I’ve been having a lot of discussions on this ever-floating theme of what it means to be a feminist in light of the “male gaze.” In fact, is there such a thing as the official prescribed “feminist” response to the male gaze? And if so, who is the arbiter of feminism? (I suppose my phrasing betrays how I feel about that one.) Should one be encouraged to identify the conditioning built and reinforced by the male gaze and seek to actively defy it? Are women sometimes unknowingly “capitulating to the male gaze”? If so, how can we know who is blindly “capitulating” and who is an empowered woman making a choice she is comfortable with? All these questions are nuanced but often come down to: How would you raise your daughter? Hopefully, if I answer that here, I can move on from this issue. Here is what I would attempt to teach. (These are not hardline dogma, to be enforced.)

1. One should be happy by themselves before one can be truly happy with a partner.

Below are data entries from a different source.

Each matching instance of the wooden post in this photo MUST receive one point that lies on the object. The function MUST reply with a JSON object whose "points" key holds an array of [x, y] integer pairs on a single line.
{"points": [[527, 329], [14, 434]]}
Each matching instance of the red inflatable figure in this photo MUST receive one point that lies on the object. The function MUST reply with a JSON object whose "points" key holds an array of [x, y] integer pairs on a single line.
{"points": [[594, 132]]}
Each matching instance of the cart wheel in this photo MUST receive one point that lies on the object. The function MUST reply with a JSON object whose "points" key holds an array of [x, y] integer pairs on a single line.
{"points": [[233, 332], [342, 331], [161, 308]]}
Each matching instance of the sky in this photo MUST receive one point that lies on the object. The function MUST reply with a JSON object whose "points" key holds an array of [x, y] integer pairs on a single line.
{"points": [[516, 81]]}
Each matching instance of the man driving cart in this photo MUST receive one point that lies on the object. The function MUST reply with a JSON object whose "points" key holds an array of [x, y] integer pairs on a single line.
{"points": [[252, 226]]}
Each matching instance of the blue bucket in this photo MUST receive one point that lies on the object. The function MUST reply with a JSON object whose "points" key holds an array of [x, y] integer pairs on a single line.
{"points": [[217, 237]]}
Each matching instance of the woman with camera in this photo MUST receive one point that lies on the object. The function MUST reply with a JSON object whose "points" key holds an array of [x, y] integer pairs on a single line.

2. Realize you don’t need everyone’s approval and validation and it’s ok to break social norms to be true to oneself.
3. Realize you are not required to be “sexy” 24/7, or at all.
4. When you do want to be sexy, define your own “sexy” as you see fit. Don’t let the male gaze OR over-zealous feminists define YOUR sexuality. There is nothing inherently wrong with having sexual queues in your presentation. You can be sexy and appeal to men, without relinquishing your feminist credits, if “feminist” is how you choose to identify.
5. Wear make-up if/when YOU feel like it, not because you must wear it every day and feel frumpy without it.
6. Feminism is personal. Learn the history, but define your own feminism. No one feminist, no matter how renowned, is entitled to define it for the rest of us.